The final cog that would make any team a well oiled machinery would be its death bowlers and this is where the team analysts and statisticians do most of their research. Case in point, someone like a T Natarajan gets as much as 30 times his base price of 10 lakhs because of his hard earned reputation of being a death bowler (and a good one) at the TNPL. If he will be able to reciprocate it at the IPL remains to be seen but it is enough for him to get some love from the franchises. Another success story of the past is Ashish Nehra, who in the sunset of his career had two solid years with the Chennai Super Kings where he had an economy of 7.24 and where he regularly flirted with the purple cap.

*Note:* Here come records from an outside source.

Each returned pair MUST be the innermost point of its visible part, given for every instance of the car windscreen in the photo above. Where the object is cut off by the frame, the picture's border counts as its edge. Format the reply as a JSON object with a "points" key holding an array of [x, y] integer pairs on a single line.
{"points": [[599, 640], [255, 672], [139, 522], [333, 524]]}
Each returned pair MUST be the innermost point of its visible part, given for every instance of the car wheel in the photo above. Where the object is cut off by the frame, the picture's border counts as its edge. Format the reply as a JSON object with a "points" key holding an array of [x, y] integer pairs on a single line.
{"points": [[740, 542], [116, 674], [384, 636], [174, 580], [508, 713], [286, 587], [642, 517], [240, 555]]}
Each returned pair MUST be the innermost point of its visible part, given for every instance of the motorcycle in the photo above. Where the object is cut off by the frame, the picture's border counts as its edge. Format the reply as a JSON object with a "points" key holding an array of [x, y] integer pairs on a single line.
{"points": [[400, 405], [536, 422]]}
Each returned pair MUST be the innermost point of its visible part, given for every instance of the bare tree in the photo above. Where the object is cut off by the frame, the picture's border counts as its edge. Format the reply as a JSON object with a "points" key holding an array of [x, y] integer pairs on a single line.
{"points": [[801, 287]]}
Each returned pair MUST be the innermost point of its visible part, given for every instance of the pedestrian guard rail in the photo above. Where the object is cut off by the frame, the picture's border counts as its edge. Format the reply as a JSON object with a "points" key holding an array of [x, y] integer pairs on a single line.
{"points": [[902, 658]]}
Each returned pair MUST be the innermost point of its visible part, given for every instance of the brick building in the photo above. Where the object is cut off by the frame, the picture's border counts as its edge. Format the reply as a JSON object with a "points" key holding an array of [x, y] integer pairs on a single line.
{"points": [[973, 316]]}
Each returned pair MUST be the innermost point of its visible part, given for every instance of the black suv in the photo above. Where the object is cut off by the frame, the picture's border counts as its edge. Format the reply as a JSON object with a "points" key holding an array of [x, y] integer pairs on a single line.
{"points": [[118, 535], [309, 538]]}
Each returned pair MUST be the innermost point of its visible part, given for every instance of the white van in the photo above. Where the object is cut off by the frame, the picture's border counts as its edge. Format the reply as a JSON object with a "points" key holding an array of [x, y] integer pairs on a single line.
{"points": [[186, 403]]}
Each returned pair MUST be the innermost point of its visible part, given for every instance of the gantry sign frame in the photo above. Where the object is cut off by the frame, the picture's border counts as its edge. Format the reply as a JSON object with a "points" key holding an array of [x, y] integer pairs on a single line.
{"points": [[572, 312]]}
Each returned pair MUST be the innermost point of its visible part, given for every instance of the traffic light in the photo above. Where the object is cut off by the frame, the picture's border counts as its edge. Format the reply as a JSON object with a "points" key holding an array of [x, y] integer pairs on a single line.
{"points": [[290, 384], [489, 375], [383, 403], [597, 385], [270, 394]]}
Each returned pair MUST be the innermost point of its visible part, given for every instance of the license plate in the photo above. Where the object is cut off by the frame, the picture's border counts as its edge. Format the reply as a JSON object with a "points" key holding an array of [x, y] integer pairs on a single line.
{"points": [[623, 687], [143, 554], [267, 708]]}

“If you do proper research and analysis, you end up filling 70-75% of the team. If you are looking for someone who will tick nine of the ten boxes but aren’t able to get him, you must be prepared to pick someone who ticks seven. His industrial average [a combination of different parameters, like his average, strike rate, ability to handle pressure and boundary frequency] may only be 70, but you can get more out of him, extract 75 out of him. The 5% is a big achievement for the team”, says M Lakshminarayanan, Gujarat Lions’ performance analyst.
Ahead of the complete overhaul auction next year it is becoming increasingly clear that IPL is about these players with the X-factor and your value to a team could lie in the diversity that you bring to the table or your sheer excellence at what you do. Nothing else would suffice.